During the boom era in the late '90s, some venture-funded technology companies went public without posting significant sales dollars to their ledgers. Today, companies must generally post above-average performance results or have a very compelling story to garner interest from underwriters.
“If your company is doing reasonably well but not great, then chances are, as a CEO, you should think about how ready you are for an acquisition, because it’s more likely an acquisition will be your exit strategy,” says Paul Johnson, partner with Procopio, Cory, Hargreaves & Savitch LLP.
Smart Business spoke with Johnson about both exit strategies and what CEOs should consider when evaluating their options and preparing for the event.
What are the IPO advantages and disadvantages that CEOs should consider?
During the IPO, there’s the chance that the stock held by the executive will increase in value, and holding the shares over time creates a residual incentive that engenders both a sense of accomplishment and a financial reward for the CEO. This can be especially gratifying for founders who have nurtured the company from conception. However, another consideration is that regulations usually only permit executives to sell their stock over the course of time, and there’s no guarantee that the shares will appreciate. There’s greater access to public equity markets after an IPO, so companies that require additional funding to reach the next level of development may find more readily available financial resources after going public.
What are the acquisition advantages and disadvantages?
Unlike the IPO, where executives may usually only sell their stock over time, depending upon how it’s structured, an acquisition event can offer immediate cash gratification for investors and executives.
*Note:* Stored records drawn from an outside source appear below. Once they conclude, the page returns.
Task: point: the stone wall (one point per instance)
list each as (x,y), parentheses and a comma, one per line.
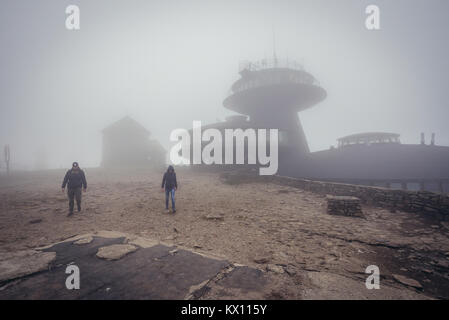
(435,204)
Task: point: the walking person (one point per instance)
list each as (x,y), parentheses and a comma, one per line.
(171,185)
(75,179)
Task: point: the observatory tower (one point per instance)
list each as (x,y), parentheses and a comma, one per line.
(272,93)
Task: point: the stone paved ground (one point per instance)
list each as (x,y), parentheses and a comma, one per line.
(282,231)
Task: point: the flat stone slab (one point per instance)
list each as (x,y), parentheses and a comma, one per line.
(152,271)
(22,263)
(115,251)
(344,205)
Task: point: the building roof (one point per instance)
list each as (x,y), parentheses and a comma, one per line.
(126,124)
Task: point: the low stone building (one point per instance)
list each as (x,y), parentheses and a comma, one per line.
(126,143)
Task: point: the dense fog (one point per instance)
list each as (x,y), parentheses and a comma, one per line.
(168,63)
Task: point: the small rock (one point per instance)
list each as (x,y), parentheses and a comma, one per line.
(213,217)
(115,251)
(84,241)
(407,281)
(261,260)
(275,268)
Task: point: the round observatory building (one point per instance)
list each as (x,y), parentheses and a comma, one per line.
(271,93)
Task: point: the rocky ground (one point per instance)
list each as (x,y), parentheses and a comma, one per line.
(283,231)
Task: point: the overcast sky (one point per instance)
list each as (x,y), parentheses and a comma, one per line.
(167,63)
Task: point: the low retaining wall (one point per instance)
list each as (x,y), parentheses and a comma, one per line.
(435,204)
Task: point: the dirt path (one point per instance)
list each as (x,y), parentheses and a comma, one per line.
(280,229)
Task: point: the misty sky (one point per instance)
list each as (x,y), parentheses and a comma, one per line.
(167,63)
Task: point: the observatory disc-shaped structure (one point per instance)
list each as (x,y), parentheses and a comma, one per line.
(271,94)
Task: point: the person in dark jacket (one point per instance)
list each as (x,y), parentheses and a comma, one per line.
(75,180)
(171,185)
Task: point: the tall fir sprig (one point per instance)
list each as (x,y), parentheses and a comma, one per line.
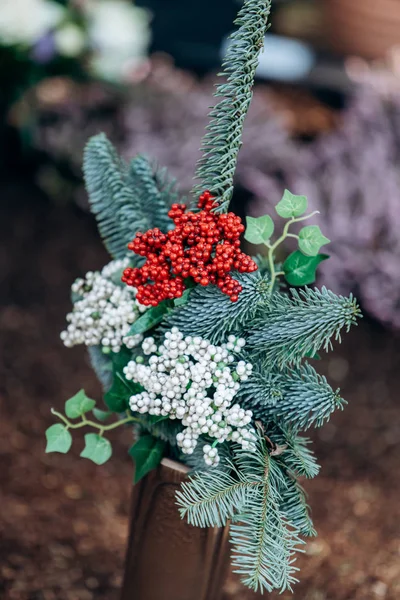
(300,325)
(125,198)
(212,315)
(265,514)
(222,142)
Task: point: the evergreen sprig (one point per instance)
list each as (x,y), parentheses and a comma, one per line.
(257,497)
(210,314)
(125,199)
(300,325)
(222,142)
(300,398)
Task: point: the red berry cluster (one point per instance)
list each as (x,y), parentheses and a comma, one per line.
(204,245)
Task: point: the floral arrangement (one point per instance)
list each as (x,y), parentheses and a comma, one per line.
(95,38)
(203,349)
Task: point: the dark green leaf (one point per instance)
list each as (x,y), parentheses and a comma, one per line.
(259,229)
(311,240)
(291,205)
(78,405)
(58,438)
(101,415)
(300,269)
(152,317)
(97,449)
(147,454)
(117,397)
(183,299)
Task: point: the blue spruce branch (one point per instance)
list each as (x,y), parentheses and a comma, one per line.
(222,141)
(212,315)
(125,199)
(300,325)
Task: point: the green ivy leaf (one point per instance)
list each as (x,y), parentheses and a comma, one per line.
(78,405)
(152,317)
(291,205)
(58,439)
(101,415)
(147,454)
(300,269)
(183,299)
(259,229)
(311,240)
(97,449)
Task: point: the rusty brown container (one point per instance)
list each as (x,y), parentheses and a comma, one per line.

Also because the executive's entire stock position is usually sold at the time of the event, without a new option or a stock grant from the acquiring company, there’s no future upside or downside. While taking stock in the new entity rather than cash is sometimes an option, and doing so preserves some of the upside potential for the executive, the former company generally becomes a smaller part of a larger whole. Accepting the acquiring company’s stock is a change in the risk proposition for executives since it’s likely that the acquiring company will be run by others.
Are there other advantages driving the acquisition exit trend?
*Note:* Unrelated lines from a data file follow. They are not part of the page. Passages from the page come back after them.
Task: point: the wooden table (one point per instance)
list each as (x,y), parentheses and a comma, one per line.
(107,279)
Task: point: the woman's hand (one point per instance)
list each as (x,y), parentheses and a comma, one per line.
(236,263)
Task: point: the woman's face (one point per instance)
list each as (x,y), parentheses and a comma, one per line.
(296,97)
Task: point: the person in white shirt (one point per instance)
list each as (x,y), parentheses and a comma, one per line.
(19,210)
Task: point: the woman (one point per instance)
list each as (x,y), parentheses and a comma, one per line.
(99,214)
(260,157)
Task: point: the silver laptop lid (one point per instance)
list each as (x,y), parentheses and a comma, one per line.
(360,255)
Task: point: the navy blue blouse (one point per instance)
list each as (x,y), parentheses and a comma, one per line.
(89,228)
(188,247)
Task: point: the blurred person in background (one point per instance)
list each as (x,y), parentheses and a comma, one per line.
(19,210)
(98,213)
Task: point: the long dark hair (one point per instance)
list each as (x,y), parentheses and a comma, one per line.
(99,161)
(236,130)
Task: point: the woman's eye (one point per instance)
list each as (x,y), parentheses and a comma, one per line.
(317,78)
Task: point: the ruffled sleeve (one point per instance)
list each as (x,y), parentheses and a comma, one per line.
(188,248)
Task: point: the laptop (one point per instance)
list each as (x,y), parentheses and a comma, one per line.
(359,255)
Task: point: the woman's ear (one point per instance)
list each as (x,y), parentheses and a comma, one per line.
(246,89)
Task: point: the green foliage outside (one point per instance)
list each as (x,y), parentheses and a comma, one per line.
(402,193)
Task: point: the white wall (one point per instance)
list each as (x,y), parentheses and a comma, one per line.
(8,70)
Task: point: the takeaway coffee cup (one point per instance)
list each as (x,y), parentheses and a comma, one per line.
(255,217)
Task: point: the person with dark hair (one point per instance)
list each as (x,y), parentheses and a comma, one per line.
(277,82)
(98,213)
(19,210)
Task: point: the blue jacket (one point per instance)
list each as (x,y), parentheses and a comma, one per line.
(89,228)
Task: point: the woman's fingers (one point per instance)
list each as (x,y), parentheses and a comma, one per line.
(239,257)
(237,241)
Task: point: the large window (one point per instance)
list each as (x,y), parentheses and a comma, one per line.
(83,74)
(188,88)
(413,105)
Perhaps one of the main attractions to the sale event is that, under most circumstances, the selling executive will not have to directly face the relatively new rigors of public company reporting in the post-SOX era. Examples of the burdens of being a public company include the pre-SOX obligations of filing 10-Qs every quarter and 10-Ks every year, preparing and filing annual proxy statements and filing 8-Ks. Sarbanes-Oxley has added to this list CEO and CFO certification of 10-Qs and 10-Ks, which comes with potential criminal liability for misstatements, a significantly accelerated time frame for 8-K filing, an expanded list of 8-K-triggering events as well as SOX 404 attestation by auditors and management as to the company’s internal controls. Few entrepreneurs really want to deal with all of the administrative headaches that public company executives must face.
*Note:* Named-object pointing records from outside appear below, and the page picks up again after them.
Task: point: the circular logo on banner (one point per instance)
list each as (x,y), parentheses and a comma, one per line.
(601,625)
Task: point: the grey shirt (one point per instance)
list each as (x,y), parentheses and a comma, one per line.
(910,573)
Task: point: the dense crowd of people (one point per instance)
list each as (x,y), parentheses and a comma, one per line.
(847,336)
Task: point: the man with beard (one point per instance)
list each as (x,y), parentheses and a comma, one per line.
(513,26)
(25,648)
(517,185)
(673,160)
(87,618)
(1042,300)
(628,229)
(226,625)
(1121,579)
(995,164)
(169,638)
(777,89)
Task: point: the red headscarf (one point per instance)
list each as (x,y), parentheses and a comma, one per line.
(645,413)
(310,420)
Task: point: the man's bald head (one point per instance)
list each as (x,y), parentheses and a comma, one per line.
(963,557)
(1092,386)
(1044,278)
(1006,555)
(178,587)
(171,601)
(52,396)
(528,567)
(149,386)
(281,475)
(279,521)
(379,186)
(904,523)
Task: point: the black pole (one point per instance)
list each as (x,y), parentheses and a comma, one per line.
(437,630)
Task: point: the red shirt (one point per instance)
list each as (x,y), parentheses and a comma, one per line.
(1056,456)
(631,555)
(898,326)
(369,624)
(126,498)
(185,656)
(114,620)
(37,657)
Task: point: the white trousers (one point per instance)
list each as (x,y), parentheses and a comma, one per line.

What else should be considered when choosing between an acquisition and an IPO?
Certainly both processes are long and arduous, and the due diligence process is more thorough than many imagine, so executives should get professional advice and prepare for the event by cleaning up any intellectual property and stock ownership issues. Executives should also consider the tax consequences resulting from each event. Because an acquisition for cash is a liquidity event, it usually results in immediate tax consequences, whereas the IPO itself does not have tax consequences on the stockholder until he or she sells.
Should CEOs consider their future goals when selecting an exit strategy?
An important consideration in choosing an exit strategy is the CEO’s future plans. In theory, founders and executives who choose to stay with the company should have more control following an IPO. Although they still must report to a board and please public shareholders every quarter, any retained executives won’t have to report up through an additional layer of management, which becomes the most likely scenario if the company is acquired.
For certain execs, becoming part of a larger organization offers advantages. If they want to continue to be involved with the organization because they believe that it can truly benefit from being acquired, this is often an option. But, the acquisition will change their focus and their ability to control the outcome. Knowing yourself and your goals as well as contemplating the notion of reporting to others are important considerations when evaluating your options. I’ve observed that many entrepreneurs start another venture after they’ve cashed out. Launching a new company just seems to be in their blood, but dealing with SOX compliance isn’t very appealing.